A week prior to this occasion, from our very own Vernon Square library, the siren call could be heard. My favourite feature of The Courtauld’s move has to be the flat in the estate opposite that provides us all with the necessary respite of incredibly loud, disruptive music once a week or so. Hearing the Vengaboys in the midst of writing an assessed essay could not have been more welcome at that particularly trying time.
Perhaps it’s a long-shot for me to suggest that there’s a wider conspiracy regarding this pop anthem. I could exploit a theory that the Vengaboys are seeking world domination through cheeky pop songs 20 years after their initial release, or that the reoccurrence of cars playing their songs at high volumes implies that we all have the keys to our own respective Vengabus. But I won’t. The cultural significance of this song in 2019 is rooted in the party, in silliness and in joy itself. Boom, Boom, Boom, Boom!!, with its undemanding lyrics, melody and attitude permits a good time for all.

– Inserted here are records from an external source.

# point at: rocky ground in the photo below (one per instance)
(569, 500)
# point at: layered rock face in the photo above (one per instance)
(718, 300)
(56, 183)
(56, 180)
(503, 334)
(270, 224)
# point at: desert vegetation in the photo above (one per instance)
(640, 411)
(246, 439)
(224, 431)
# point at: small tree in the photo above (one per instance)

Now, Tony Blackburn may have announced Boom, Boom, Boom, Boom!! as being the fifth worst ever summer song, but for me, and for other likeminded Eurodance aficionados, it will forever be an anthem of exultation, of forgetting one’s woes and relishing the heights of camp and aural vulgarity. I think it’s time we all admitted it: the Vengaboys’ seminal 1999 hit Boom, Boom, Boom, Boom!! is probably the finest song ever written.